Peptide de reiniging gebruikt over het algemeen een reversed-phase kolom (zoals C8, C18, enz.), 214nm. Het buffersysteem is gewoonlijk oplosbare bevattende TFA, pH 2,0. Treed als buffer op voor A bevat 0,1% TFA in H2O, en de Buffer B bevat 1% TFA/ACN/pH2.0. Los met Buffer A op vóór reiniging; als de ontbinding niet goed is, los met Buffer B op en verdun dan met Buffer A; voor hoogst hydrophobic peptides, soms moeten een kleine hoeveelheid Mierezuur of het azijnzuur worden toegevoegd. HPLC analyse van ruwe peptide producten, als peptide niet lang (onder 15aa) is, zal er over het algemeen een hoofdpiek zijn, en de belangrijkste piek is gewoonlijk het product van gemiddelde lengte; voor lange peptides over 20aa, als er geen hoofdpiek is, moet HPLC met Massa worden gebruikt om het molecuulgewicht te bepalen, en dan te bepalen welke piek samen te stellen peptide is.
Q
Hoe zouden de einden van peptide moeten worden behandeld? Het vrij houd blokkeer of het?
Peptides worden gebruikt om proteïnen te simuleren. om de prestaties van proteïnen na te bootsen, moeten wij polypeptiden met gelijkaardige structuren en lasten aan proteïnen samenstellen. Wanneer peptide van een proteïne „wordt verwijderd“, zal het aantal lasten op beide einden van dat van de proteïne van het genlichaam verschillend zijn. Wij moeten de compositing strategie veranderen om hen verenigbaar te maken. In het algemeen: Als de opeenvolging van het c-Eindpunt van de proteïne is, bescherm het n-Eindpunt door acetylation; als het een opeenvolging van het n-Eindpunt van de proteïne is, bescherm het c-Eindpunt door amidation; als het van het middendeel van de proteïne is, gebruik acetylation en amidation wordt om de Beide einden te beschermen beschermd.
Q
Wat zijn de voordelen van pin-Gewijzigde peptides?
De wijziging van de polyethyleenglycol moet hoogte - moleculair polymeer (ethyleenglycol) aan de doelmolecule door het covalente plakken toevoegen. De wijziging van de polyethyleenglycol bedriegt het immuunsysteem van de gastheercel door het polypeptide te camoufleren, verbetert het therapeutische effect van het polypeptide, en verhoogt de oplosbaarheid en de biologische beschikbaarheid van hydrophobic drugs. Het kan de omloop van peptides ook verlengen door nierontruiming te verminderen.
Q
Wat zou de aandacht aan wanneer het introduceren van fluorescente wijziging in peptides moeten worden betaald?
Ks-V peptide stelt voor toevoegend linker tussen de polypeptidemolecule en de fluorescente wijziging, die het effect kunnen verminderen van de fluorescente wijziging op het vouwen van het polypeptide en de band aan de receptor. Nochtans, als het doel van fluorescentiewijziging de fluorescentiemigratie tussen andere structuren te kwantificeren is, wordt het geadviseerd om geen Linker te introduceren.
Q
Wat zou de aandacht aan wanneer het ontwerpen van phosphorylation-gewijzigde peptides moeten worden betaald?
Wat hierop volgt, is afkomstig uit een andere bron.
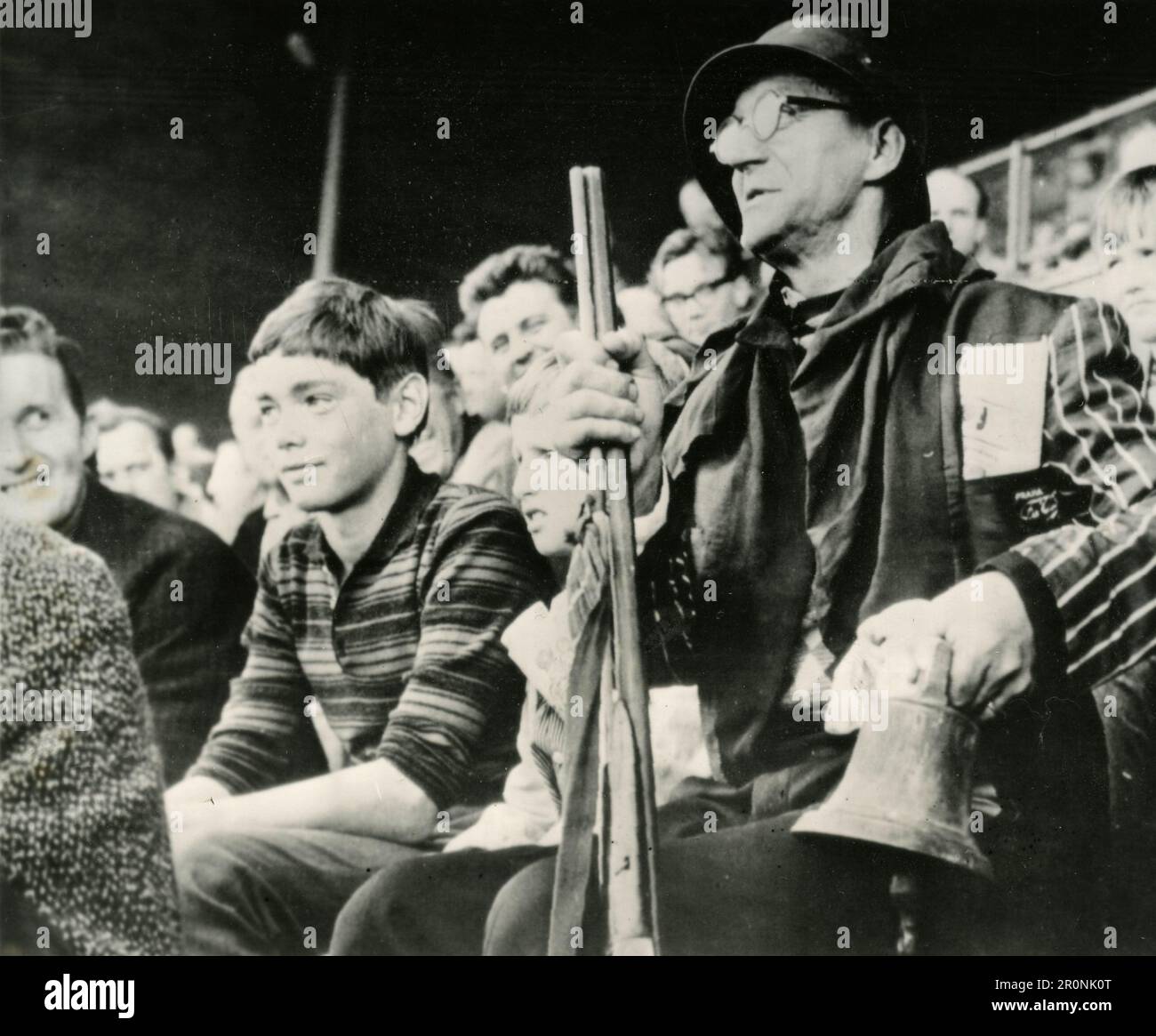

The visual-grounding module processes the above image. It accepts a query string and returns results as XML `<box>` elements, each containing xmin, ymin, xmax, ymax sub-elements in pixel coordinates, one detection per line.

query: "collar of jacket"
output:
<box><xmin>663</xmin><ymin>221</ymin><xmax>994</xmax><ymax>478</ymax></box>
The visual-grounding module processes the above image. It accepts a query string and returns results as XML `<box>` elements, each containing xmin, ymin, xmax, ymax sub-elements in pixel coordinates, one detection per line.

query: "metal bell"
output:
<box><xmin>792</xmin><ymin>642</ymin><xmax>991</xmax><ymax>878</ymax></box>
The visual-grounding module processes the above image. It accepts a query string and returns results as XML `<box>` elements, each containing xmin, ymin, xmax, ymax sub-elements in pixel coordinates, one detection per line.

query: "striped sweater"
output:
<box><xmin>192</xmin><ymin>463</ymin><xmax>550</xmax><ymax>807</ymax></box>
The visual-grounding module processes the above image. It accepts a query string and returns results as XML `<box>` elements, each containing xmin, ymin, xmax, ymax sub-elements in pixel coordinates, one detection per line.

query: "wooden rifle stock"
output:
<box><xmin>570</xmin><ymin>166</ymin><xmax>658</xmax><ymax>956</ymax></box>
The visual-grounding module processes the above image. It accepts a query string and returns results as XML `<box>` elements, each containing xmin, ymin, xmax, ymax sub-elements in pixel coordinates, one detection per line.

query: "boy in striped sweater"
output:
<box><xmin>331</xmin><ymin>353</ymin><xmax>710</xmax><ymax>956</ymax></box>
<box><xmin>168</xmin><ymin>277</ymin><xmax>550</xmax><ymax>954</ymax></box>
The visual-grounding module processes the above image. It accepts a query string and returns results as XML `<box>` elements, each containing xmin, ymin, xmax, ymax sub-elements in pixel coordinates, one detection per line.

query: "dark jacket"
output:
<box><xmin>72</xmin><ymin>478</ymin><xmax>255</xmax><ymax>786</ymax></box>
<box><xmin>639</xmin><ymin>223</ymin><xmax>1156</xmax><ymax>896</ymax></box>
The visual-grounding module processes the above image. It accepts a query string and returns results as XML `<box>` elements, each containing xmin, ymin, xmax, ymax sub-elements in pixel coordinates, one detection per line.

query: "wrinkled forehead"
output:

Ks-V peptide adviseert dat wanneer het ontwerpen van phosphorylation wijzigingen, de phosphorylation wijziging niet 10 aminozuren van het n-Eindpunt zou moeten overschrijden om een daling van koppelingsefficiency te vermijden.
Q
Kunt u D-Peptide doen? Hoeveel types van D-Type natuurlijke aminozuren zijn er?
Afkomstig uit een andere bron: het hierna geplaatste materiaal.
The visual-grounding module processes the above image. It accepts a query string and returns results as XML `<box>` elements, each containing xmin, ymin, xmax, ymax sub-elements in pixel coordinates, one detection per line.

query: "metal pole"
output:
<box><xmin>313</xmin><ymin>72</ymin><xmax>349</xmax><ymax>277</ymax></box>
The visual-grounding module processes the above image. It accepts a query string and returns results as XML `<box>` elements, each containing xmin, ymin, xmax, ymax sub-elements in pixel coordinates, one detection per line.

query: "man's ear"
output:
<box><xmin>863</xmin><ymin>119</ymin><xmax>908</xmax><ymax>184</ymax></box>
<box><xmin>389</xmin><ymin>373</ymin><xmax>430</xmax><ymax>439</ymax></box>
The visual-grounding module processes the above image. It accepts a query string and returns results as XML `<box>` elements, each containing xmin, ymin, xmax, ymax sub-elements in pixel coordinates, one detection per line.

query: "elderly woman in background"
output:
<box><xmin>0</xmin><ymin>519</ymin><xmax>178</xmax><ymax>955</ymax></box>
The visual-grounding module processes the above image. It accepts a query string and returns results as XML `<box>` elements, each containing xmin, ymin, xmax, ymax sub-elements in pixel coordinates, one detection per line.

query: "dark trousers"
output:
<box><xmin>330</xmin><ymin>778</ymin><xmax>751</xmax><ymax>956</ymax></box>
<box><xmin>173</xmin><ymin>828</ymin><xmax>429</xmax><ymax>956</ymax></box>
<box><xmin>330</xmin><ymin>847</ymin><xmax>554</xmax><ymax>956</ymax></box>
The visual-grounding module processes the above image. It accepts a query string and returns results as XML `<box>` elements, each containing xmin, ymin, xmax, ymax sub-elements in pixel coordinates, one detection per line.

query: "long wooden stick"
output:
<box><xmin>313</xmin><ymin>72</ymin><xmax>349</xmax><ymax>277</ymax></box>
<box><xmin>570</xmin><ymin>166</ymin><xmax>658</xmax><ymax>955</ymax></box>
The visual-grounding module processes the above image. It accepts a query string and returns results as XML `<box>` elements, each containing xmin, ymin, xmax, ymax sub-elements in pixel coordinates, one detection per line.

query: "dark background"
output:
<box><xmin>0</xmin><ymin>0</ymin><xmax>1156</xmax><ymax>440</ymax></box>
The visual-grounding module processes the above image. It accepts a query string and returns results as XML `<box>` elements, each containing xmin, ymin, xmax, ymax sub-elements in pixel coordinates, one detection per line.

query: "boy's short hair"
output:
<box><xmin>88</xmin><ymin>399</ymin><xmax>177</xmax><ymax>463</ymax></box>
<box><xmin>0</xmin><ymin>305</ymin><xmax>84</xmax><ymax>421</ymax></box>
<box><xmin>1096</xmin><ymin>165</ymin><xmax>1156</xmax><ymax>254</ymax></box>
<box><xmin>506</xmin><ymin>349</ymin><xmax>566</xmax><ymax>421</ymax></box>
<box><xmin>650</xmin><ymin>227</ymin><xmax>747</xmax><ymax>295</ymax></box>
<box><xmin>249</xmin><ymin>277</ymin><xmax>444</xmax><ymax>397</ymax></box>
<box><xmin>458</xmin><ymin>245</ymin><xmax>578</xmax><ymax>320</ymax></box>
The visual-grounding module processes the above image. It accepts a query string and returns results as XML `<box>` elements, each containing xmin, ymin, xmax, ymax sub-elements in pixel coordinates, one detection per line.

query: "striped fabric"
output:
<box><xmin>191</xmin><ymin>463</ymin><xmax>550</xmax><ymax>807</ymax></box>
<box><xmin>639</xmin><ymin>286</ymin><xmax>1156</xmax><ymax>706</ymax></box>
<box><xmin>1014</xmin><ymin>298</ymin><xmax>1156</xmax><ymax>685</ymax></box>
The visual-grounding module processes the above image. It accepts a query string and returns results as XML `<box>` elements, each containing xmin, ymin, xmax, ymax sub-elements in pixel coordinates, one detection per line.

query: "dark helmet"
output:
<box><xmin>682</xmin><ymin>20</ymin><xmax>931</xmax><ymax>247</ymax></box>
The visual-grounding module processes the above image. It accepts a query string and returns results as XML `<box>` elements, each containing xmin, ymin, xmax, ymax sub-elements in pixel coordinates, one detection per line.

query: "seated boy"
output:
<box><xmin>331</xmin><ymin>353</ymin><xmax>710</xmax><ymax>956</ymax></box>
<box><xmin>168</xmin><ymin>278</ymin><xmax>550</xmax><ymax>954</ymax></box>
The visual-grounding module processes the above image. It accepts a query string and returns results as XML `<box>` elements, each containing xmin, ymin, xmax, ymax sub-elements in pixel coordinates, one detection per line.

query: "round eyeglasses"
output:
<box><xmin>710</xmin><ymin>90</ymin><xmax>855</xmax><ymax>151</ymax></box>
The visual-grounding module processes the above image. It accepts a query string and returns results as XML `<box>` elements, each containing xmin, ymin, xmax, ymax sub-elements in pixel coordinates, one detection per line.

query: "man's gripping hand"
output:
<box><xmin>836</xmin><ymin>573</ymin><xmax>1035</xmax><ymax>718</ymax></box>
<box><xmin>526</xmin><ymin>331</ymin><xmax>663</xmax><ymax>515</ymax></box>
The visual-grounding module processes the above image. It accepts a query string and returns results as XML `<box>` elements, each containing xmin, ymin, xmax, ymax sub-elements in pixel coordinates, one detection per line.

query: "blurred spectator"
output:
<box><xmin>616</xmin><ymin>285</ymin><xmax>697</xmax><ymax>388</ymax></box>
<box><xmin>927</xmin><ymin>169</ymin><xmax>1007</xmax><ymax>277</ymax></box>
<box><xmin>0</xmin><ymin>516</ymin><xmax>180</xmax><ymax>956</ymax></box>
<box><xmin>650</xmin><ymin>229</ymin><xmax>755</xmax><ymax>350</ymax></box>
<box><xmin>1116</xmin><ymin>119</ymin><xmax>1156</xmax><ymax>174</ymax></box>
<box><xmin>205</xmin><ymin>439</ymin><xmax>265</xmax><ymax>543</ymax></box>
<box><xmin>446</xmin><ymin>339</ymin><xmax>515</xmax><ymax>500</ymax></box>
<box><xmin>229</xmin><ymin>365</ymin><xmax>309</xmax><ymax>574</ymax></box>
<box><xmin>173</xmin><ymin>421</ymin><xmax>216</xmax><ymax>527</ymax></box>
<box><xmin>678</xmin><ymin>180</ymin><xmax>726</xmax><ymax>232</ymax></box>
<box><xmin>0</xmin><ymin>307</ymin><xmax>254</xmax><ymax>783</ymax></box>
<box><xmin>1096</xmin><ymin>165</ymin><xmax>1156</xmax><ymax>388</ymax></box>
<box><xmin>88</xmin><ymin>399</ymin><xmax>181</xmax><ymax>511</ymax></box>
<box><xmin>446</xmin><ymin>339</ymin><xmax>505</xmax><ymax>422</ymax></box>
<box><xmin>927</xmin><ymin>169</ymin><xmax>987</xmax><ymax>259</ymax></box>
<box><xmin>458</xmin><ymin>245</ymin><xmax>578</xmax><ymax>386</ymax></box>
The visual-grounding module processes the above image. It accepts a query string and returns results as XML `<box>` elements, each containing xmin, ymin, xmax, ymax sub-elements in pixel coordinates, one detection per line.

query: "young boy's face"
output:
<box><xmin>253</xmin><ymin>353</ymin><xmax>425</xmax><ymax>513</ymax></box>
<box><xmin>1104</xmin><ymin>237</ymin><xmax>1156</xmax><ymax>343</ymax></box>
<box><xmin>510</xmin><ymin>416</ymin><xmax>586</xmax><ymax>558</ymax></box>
Kan. Er zijn 19 soorten D-Type natuurlijke aminozuren. Gly in natuurlijke aminozuren heeft geen chiral structuur, en kan de D-Type structuur van andere natuurlijke aminozuren in Keshengjing-peptide worden geselecteerd. Voor details, gelieve te openen aan de officiële website het programma om de lijst van speciale aminozuren te bekijken.
Q
Hoeveel phosphorylation plaatsen kan in peptide ks-v synthese worden omvat?
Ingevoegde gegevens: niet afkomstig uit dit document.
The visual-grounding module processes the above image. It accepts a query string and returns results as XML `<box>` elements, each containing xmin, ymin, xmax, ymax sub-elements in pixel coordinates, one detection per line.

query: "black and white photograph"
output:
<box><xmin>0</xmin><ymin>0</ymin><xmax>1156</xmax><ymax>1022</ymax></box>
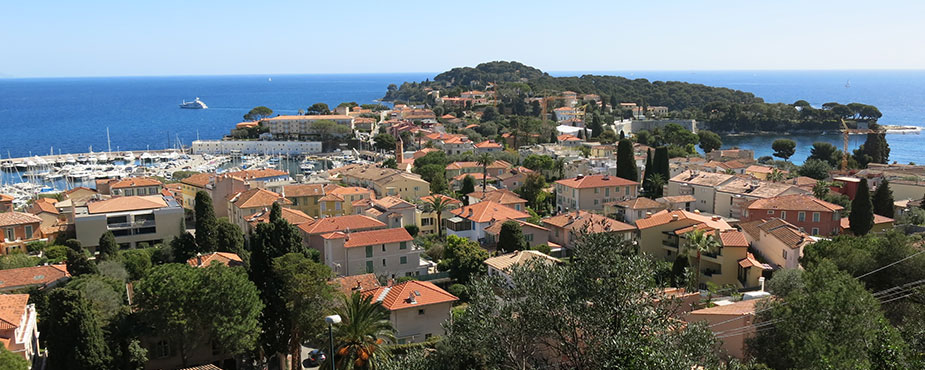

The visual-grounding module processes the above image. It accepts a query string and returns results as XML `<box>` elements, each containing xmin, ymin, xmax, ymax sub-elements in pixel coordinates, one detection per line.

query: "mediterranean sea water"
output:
<box><xmin>0</xmin><ymin>71</ymin><xmax>925</xmax><ymax>163</ymax></box>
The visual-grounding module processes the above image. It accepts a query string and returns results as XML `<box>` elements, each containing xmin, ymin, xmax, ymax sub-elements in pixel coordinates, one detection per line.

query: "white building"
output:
<box><xmin>193</xmin><ymin>140</ymin><xmax>321</xmax><ymax>155</ymax></box>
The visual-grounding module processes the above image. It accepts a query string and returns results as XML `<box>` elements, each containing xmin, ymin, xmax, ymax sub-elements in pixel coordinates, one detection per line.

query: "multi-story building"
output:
<box><xmin>665</xmin><ymin>171</ymin><xmax>735</xmax><ymax>213</ymax></box>
<box><xmin>226</xmin><ymin>188</ymin><xmax>291</xmax><ymax>230</ymax></box>
<box><xmin>74</xmin><ymin>195</ymin><xmax>185</xmax><ymax>248</ymax></box>
<box><xmin>555</xmin><ymin>175</ymin><xmax>639</xmax><ymax>212</ymax></box>
<box><xmin>443</xmin><ymin>201</ymin><xmax>530</xmax><ymax>243</ymax></box>
<box><xmin>96</xmin><ymin>177</ymin><xmax>164</xmax><ymax>197</ymax></box>
<box><xmin>0</xmin><ymin>294</ymin><xmax>40</xmax><ymax>368</ymax></box>
<box><xmin>321</xmin><ymin>227</ymin><xmax>428</xmax><ymax>279</ymax></box>
<box><xmin>739</xmin><ymin>218</ymin><xmax>816</xmax><ymax>269</ymax></box>
<box><xmin>262</xmin><ymin>114</ymin><xmax>353</xmax><ymax>141</ymax></box>
<box><xmin>363</xmin><ymin>280</ymin><xmax>459</xmax><ymax>344</ymax></box>
<box><xmin>636</xmin><ymin>210</ymin><xmax>771</xmax><ymax>288</ymax></box>
<box><xmin>0</xmin><ymin>211</ymin><xmax>44</xmax><ymax>254</ymax></box>
<box><xmin>742</xmin><ymin>194</ymin><xmax>844</xmax><ymax>235</ymax></box>
<box><xmin>339</xmin><ymin>165</ymin><xmax>430</xmax><ymax>199</ymax></box>
<box><xmin>543</xmin><ymin>211</ymin><xmax>636</xmax><ymax>248</ymax></box>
Over het algemeen, zijn er hoogstens drie, en het moet volgens de specifieke opeenvolging worden geanalyseerd.
Q
Waarom ondergaan de polypeptiden n-Eindacetylation en c-Eindamidationwijziging?
Dergelijke wijzigingen kunnen confer op de polypeptideopeenvolging de eigenschappen van de inheemse proteïne.